Blisters are raised spots visible on the surface of a floor, similar in shape to a blister on human skin. How soon after installation a blister develops can help determine the cause. Blisters are also referred to as bubbles.
- Within a few hours, blisters are usually due to a concentration of trapped air. Possible causes:
- Not rolling a floor when it is required; improper rolling
- Placing the flooring into the adhesive too soon; not allowing the proper open time (preset adhesives)
- Irregular subfloor
- Change in atmospheric pressure (may occur at any time)
- At a later time, they often indicate water or vapor pressure in the substrate. Moisture can be present even with a vapor barrier due to punctures in barrier, installing floor before concrete is dry enough, sealer or curing compound on concrete holds water in slab until it eventually breaks down and allows water to escape.
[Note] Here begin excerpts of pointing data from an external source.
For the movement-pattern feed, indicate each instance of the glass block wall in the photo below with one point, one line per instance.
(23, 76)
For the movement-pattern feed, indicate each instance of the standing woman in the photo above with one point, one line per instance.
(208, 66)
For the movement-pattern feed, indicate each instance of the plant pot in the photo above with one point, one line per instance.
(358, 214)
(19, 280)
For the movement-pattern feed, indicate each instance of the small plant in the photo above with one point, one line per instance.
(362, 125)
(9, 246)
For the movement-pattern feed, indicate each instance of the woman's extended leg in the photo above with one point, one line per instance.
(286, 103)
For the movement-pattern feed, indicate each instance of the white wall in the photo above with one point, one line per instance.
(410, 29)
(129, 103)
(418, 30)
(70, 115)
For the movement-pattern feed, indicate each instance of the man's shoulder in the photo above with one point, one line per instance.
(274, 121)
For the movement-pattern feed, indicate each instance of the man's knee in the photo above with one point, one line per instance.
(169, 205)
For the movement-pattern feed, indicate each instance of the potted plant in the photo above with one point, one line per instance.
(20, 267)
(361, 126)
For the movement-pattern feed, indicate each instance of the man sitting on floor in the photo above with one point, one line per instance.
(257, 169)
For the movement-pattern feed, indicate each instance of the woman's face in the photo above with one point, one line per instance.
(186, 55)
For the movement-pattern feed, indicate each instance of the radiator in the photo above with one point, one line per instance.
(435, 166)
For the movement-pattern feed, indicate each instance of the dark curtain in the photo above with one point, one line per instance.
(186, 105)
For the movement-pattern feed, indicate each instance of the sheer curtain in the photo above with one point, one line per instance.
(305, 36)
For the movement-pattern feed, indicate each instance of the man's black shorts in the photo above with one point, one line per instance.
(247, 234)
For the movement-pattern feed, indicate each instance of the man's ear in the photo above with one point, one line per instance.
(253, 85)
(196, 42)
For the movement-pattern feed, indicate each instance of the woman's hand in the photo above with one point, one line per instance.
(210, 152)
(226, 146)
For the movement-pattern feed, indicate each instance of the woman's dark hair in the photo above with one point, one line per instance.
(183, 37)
If due to moisture, little can be done. However, if due to moisture because installation was done on green concrete, the slab can be allowed to dry and installation redone. If due to trapped air, puncture blister with a needle or divider point to allow air to escape. If blister is small, it should go down readily by itself. If it is large, the process can be accelerated by heating the area and weighting it down.
Visually, it is better to repair air blisters within the first few days. Injecting additional adhesive under the air blisters is sometimes recommended, but is not always necessary.